Maricopa County Recorder Justin Heap and the county Board of Supervisors settled their yearlong lawsuit over election control this week; an interim plan approved by the Arizona Supreme Court will govern the July 21 primary, which had not occurred by the edition cutoff [1].
The paper's July 9 account of three departures from the Election Assistance Commission demanded lawful authority and operating effects rather than a takeover forecast; Maricopa supplies a local authority map, but it still owes the same operating proof.
Under the agreement, Heap oversees much of early voting and selects ballot drop-box locations, while the board controls Election Day voting, ballot tabulation and maintenance of voting-location equipment; the board also committed $15 million for a new information-technology system and related recorder staff, and early voting had already begun in late June [1].
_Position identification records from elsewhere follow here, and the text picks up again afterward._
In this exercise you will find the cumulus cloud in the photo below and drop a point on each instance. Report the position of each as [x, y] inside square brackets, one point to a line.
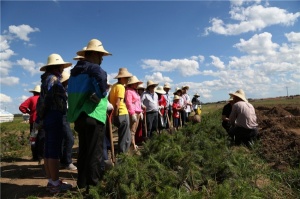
[22, 31]
[158, 77]
[4, 98]
[9, 80]
[252, 18]
[186, 67]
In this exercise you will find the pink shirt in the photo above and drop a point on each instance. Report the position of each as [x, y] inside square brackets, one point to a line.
[243, 115]
[133, 101]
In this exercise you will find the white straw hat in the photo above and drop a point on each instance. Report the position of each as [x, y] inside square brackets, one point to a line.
[240, 94]
[53, 60]
[151, 83]
[37, 89]
[123, 72]
[133, 80]
[94, 45]
[160, 90]
[64, 76]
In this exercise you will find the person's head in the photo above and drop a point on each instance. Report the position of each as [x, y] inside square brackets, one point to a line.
[185, 89]
[239, 95]
[178, 91]
[123, 76]
[167, 87]
[55, 64]
[151, 86]
[133, 82]
[94, 52]
[36, 90]
[160, 90]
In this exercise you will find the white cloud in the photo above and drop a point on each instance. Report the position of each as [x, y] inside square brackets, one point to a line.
[158, 77]
[252, 18]
[217, 62]
[293, 36]
[186, 67]
[4, 98]
[30, 66]
[9, 80]
[22, 31]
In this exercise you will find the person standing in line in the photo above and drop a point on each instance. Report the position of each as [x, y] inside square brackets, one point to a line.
[243, 119]
[68, 138]
[150, 101]
[187, 103]
[121, 116]
[176, 111]
[51, 107]
[225, 114]
[167, 96]
[134, 106]
[29, 107]
[87, 100]
[162, 105]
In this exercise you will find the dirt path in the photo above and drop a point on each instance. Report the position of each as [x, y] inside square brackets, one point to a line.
[23, 178]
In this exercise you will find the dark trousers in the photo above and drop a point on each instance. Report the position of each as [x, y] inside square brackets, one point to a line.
[67, 143]
[242, 135]
[152, 123]
[91, 133]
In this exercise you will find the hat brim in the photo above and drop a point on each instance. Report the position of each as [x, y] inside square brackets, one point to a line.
[65, 65]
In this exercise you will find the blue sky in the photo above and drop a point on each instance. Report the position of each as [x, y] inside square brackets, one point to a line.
[215, 47]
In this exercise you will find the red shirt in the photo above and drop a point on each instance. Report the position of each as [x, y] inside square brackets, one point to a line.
[175, 111]
[29, 106]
The agreement is therefore an immediate operating document rather than merely a plan for a distant election, yet allocating duties and ending litigation do not test the handoffs or establish a completed IT build, validated cybersecurity, clear incident authority, a passed independent audit or effective divided authority under pressure.
No auditable same-day X post proved either repaired administration or partisan capture, and any social counterframe remains unobserved; the next receipts are the primary's operations, an explicit incident chain, the IT build and audit results, because a settlement can assign responsibility before it demonstrates performance and no post-cutoff primary development belongs here.